Cortex-A9 Processor

Cortex-A9 Processor Image (View Larger Cortex-A9 Processor Image)
The ARM® Cortex®-A9 processor is the power-efficient and popular high performance choice in low power or thermally constrained cost-sensitive devices.

It is currently shipping in increasing volumes in smartphones, digital TV, consumer and enterprise applications enabling your connected life. Cortex-A9 is available as a single processor solution offering an overall performance enhancement of well above 50% compared to ARM Cortex-A8 solutions. Cortex-A9 MPCore offers up to four processors delivering when needed, on lightweight workload as well as peak performance. Its configurability and flexibility allows Cortex-A9 to scale across a wide variety of markets and applications.

Cortex-A9 is available with either synthesizable or hard-macro implementations. ARM Physical IP is available to support a synthesizable flow optimized for lowest power or highest performance, as well as a choice of hard-macros reducing risk and shortening time-to-market to a minimum. Enhanced ARM Graphics IP like Mali-T624 as well as ARM System IP such as CoreLink NIC-400/301 network interconnect and CoreLink DMC-342 dynamic memory controller allow a rapid system design. ARM Development Suite 5 (DS-5™) tools and enhanced CoreSight Debug & Trace IP like CoreSight SoC-400 and CoreSight Design Kit for Cortex-A9 (DK-A9) allow instant software development that is backed by a broad software ecosystem. 



The ARM Cortex-A9 processor delivers exceptional capabilities for less power than consumed by high performance computer platforms, including

  • Scalable up to four coherent cores with advanced MPCore™ technology
  • Increased power efficiency with higher performance for lower power consumption
  • Increased peak performance for most demanding applications
  • Low power targeted single core implementations for cost sensitive devices
  • Optional NEON™ media and/or floating point processing engine

Cortex-A9 is a high performance ARM processor implementing the full richness of the widely supported ARMv7 architecture.
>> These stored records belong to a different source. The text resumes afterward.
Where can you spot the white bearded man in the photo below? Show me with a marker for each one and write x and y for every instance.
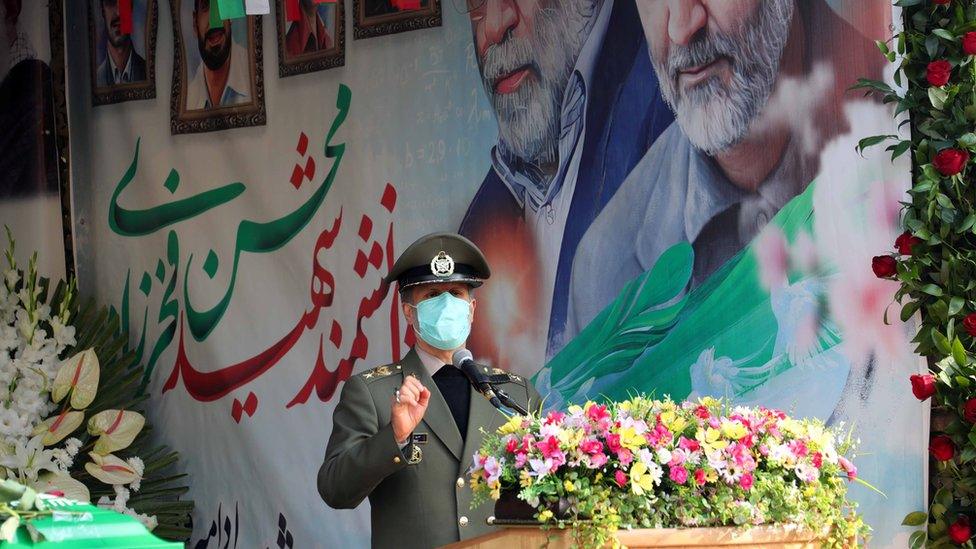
(577, 106)
(757, 87)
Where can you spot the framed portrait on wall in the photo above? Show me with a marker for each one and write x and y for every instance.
(382, 17)
(218, 80)
(123, 66)
(317, 41)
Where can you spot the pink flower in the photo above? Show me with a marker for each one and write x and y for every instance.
(598, 414)
(678, 474)
(549, 447)
(688, 444)
(799, 448)
(520, 460)
(848, 467)
(554, 417)
(493, 469)
(591, 446)
(659, 436)
(621, 478)
(511, 445)
(745, 481)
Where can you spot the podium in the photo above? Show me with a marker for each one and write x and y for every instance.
(768, 537)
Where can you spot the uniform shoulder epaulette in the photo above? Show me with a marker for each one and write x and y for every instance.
(380, 372)
(501, 376)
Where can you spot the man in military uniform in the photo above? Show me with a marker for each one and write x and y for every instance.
(403, 434)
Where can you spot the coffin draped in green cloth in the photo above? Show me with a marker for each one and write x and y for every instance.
(74, 525)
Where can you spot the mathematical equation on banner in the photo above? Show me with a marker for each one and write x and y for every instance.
(178, 315)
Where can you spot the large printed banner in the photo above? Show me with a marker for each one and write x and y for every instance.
(668, 194)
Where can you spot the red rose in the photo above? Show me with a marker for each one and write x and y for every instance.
(969, 324)
(950, 161)
(969, 410)
(937, 73)
(923, 386)
(905, 242)
(942, 448)
(884, 266)
(959, 531)
(969, 43)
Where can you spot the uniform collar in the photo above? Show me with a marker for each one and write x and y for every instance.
(431, 363)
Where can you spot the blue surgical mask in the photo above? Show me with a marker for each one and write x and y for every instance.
(444, 321)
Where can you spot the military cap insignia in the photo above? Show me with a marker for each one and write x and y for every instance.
(442, 265)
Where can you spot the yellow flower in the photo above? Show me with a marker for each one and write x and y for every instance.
(734, 430)
(513, 424)
(640, 480)
(630, 439)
Designed around the high efficiency, dual-issue superscalar, out-of-order, speculating dynamic length pipeline (8 – 11 stages), Cortex-A9 delivers exceptional levels of performance and power efficiency with the functionality required for leading edge products across the broad range of consumer, networking, enterprise and mobile applications.
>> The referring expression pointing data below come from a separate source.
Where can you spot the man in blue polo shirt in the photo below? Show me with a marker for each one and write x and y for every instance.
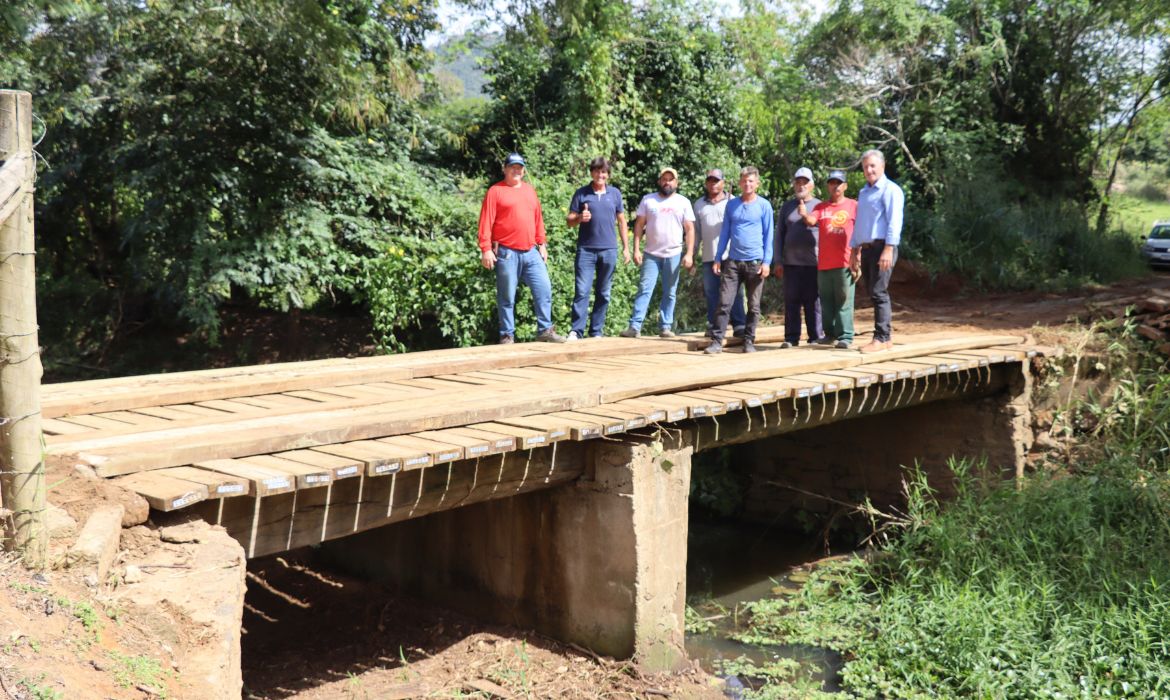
(876, 234)
(597, 211)
(748, 237)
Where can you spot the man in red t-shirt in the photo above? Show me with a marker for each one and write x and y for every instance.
(835, 280)
(511, 241)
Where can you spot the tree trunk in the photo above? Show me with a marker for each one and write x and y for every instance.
(21, 459)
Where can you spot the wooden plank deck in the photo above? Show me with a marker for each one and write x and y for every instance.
(383, 424)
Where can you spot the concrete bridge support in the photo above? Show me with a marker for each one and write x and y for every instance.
(600, 562)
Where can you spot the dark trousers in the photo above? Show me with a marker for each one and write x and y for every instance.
(879, 288)
(594, 270)
(733, 274)
(800, 295)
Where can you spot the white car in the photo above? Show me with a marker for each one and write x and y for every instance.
(1156, 247)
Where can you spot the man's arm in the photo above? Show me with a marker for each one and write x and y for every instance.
(487, 218)
(639, 226)
(624, 234)
(894, 201)
(768, 224)
(724, 238)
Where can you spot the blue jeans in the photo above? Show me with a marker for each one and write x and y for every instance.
(655, 269)
(594, 269)
(711, 292)
(514, 267)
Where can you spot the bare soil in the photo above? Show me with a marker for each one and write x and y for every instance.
(314, 633)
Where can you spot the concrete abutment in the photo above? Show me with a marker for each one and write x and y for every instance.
(599, 562)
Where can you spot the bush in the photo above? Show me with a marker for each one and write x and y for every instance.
(993, 235)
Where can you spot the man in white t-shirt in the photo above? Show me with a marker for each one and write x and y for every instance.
(668, 222)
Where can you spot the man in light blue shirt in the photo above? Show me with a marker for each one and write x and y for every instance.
(876, 235)
(747, 237)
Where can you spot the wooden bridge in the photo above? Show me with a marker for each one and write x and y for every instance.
(291, 454)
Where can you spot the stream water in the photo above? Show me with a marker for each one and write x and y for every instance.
(733, 563)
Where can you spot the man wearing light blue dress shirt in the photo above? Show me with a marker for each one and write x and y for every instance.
(876, 235)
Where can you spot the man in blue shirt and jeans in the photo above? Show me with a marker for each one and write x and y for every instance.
(748, 234)
(596, 208)
(876, 234)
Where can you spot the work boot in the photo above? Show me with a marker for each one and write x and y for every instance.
(550, 336)
(876, 347)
The Cortex-A9 micro-architecture is supporting the configuration of 16, 32 or 64KB four way associative L1 caches, with up to 8MB of L2 cache through the optional L2 cache controller. The scalable multicore and single processor solution provide the broadest flexibility and are each suited to a variety of applications and markets. Download the Cortex-A9 whitepaper

Download the Cortex-A9 whitepaper


Cortex-A9 applications range from mobile handsets through to high-performance consumer and enterprise products, for example:

  • Mainstream Smartphones
  • Tablets
  • Set-top boxes
  • Home Media Player
  • Auto Infotainment
  • Residential Gateway
  • First generation ARM low-power server

Cortex-A9 Hard-macro Implementations for TSMC 40G and 40LP processes

In addition to the single and multicore soft processors, the Cortex-A9 product portfolio also includes two popular dual-core hard-macro implementations for the TSMC 40G and 40LP processes.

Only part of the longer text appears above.